Closed kmarchais closed 6 months ago
To facilitate the PR review for reviewers can you describe and talk a little bit more about the bug that you are trying to fix and how you did it please ?
Thanks for the review, I added some explanation of the problem solved in the first message.
The correction looks good to me! Is there a way to add a test to modify an existing one to avoid regressions for this correction?
Thanks for your comment, I just added a test that checks if the coords
field is the same as the corresponding cartesian coordinates.
Until now, I couldn't find how to test if we have the correct tpms field computed.
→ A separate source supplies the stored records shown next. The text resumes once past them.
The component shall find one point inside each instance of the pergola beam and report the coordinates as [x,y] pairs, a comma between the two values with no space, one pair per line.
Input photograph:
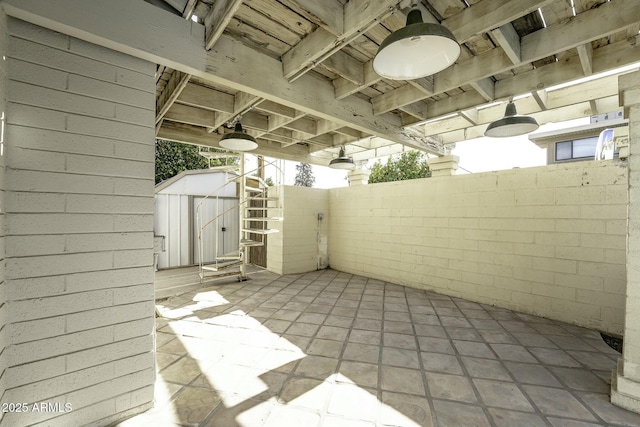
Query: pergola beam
[589,25]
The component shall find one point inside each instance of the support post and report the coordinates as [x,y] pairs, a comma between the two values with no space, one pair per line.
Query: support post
[625,385]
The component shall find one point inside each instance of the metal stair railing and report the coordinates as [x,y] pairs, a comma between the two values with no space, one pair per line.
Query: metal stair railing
[227,260]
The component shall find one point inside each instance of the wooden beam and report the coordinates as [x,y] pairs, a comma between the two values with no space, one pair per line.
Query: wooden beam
[346,66]
[328,14]
[191,115]
[204,97]
[344,87]
[590,25]
[170,93]
[470,115]
[305,125]
[424,84]
[188,9]
[585,52]
[147,32]
[315,47]
[464,72]
[218,18]
[534,46]
[541,98]
[486,15]
[605,58]
[485,87]
[198,136]
[144,31]
[509,41]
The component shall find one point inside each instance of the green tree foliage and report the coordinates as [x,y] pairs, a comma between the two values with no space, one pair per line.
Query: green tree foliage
[174,157]
[304,175]
[410,165]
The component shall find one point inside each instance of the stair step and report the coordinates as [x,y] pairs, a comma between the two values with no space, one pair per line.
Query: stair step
[228,258]
[221,265]
[260,230]
[263,198]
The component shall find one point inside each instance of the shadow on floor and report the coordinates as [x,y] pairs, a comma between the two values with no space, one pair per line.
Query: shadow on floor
[331,349]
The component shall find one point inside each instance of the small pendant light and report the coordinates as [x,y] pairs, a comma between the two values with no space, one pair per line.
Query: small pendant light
[238,140]
[342,161]
[511,124]
[417,50]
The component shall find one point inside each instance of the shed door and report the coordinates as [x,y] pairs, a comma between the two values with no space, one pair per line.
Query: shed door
[226,228]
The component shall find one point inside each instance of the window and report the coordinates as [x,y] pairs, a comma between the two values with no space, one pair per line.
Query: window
[576,149]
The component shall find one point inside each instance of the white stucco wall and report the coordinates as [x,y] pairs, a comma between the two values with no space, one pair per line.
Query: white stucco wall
[79,245]
[302,244]
[3,288]
[548,241]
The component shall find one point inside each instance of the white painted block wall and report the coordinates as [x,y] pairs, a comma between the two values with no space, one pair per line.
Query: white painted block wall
[79,225]
[302,244]
[3,288]
[548,241]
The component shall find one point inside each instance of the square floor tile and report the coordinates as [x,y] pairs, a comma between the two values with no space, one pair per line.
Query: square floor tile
[451,414]
[328,348]
[505,418]
[392,339]
[400,357]
[354,402]
[333,333]
[502,394]
[402,380]
[362,352]
[554,357]
[317,367]
[450,387]
[474,349]
[580,379]
[438,345]
[553,401]
[362,374]
[439,362]
[515,353]
[532,374]
[405,410]
[485,368]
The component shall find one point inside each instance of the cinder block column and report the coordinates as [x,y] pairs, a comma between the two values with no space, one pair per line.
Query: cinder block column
[359,176]
[444,165]
[625,388]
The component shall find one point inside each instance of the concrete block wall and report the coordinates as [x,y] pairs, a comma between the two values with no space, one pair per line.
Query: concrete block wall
[626,380]
[79,224]
[302,244]
[3,288]
[548,241]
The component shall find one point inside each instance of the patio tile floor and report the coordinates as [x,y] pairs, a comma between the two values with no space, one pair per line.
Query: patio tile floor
[330,349]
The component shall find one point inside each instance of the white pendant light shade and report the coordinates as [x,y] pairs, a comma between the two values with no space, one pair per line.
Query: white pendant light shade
[511,124]
[418,50]
[342,162]
[238,140]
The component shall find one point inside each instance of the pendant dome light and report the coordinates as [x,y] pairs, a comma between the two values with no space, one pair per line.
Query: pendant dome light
[342,161]
[511,124]
[238,140]
[417,50]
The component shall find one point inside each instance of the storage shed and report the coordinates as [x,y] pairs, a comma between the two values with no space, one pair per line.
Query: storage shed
[178,201]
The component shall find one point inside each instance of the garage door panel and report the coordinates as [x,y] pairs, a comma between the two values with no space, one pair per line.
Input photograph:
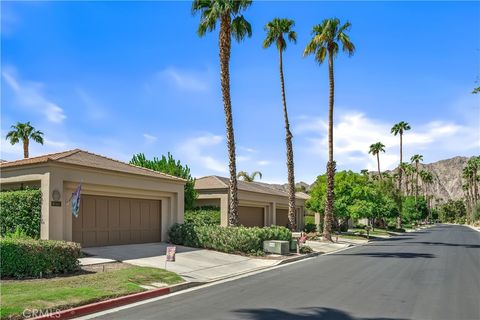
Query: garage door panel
[124,214]
[88,211]
[114,237]
[101,213]
[125,237]
[89,238]
[145,215]
[282,217]
[154,218]
[135,236]
[135,214]
[111,221]
[114,213]
[251,216]
[102,238]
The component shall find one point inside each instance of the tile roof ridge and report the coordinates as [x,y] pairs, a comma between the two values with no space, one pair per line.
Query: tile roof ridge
[135,166]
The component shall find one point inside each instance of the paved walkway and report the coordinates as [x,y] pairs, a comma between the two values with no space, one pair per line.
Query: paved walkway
[191,263]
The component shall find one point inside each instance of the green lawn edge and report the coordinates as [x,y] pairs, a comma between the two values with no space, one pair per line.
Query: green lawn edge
[71,291]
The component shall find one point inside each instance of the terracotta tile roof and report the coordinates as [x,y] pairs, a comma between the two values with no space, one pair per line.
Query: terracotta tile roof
[88,159]
[217,182]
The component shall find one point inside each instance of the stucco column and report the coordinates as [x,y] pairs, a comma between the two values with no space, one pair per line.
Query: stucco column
[45,216]
[318,221]
[273,208]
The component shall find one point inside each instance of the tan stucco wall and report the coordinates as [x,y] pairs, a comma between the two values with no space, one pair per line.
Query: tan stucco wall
[270,203]
[57,221]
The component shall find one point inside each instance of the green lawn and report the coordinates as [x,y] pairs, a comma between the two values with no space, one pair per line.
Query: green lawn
[64,292]
[377,231]
[354,237]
LGTM, is important to take into account that the test test_tpms_given_coord_system_tpms_coordinates_field_must_be_in_cartesian_frame
is testing an implementation detail such as storing the grid coordinates in a dictionary somewhere in the tpms
object. This test may broke easily later with minor modifications. We can keep it for the moment but we should think in a better way to test this in the future.
Fixes #64.
Since the introduction of the infill feature, the cylindrical and spherical tpms geometries were not correctly computed and were using wrong coordinates to compute the tpms field in the grid.
To generate a cylindrical grid for example, we must transform the cartesian coordinates x, y, z to cylindrical coordinates. When computing the TPMS field, we need to use the original x, y, z to have this rotation effect.
This animation may explain better than words.
After bringing the infill feature, since the grid where is computed the tpms field has not the same shape as x, y, z after clipping with the object infilled, one option was to get x, y, z by using the grid's
points
attribute.But this is working only in a cartesian frame. In cylindrical or spherical coordinates the coordinates of the points are not the original x, y, z of the meshgrid.
To solve this problem, one solution is to store the original coordinates as a field in the grid to use them in the computation of the tpms field. Maybe there is a better solution.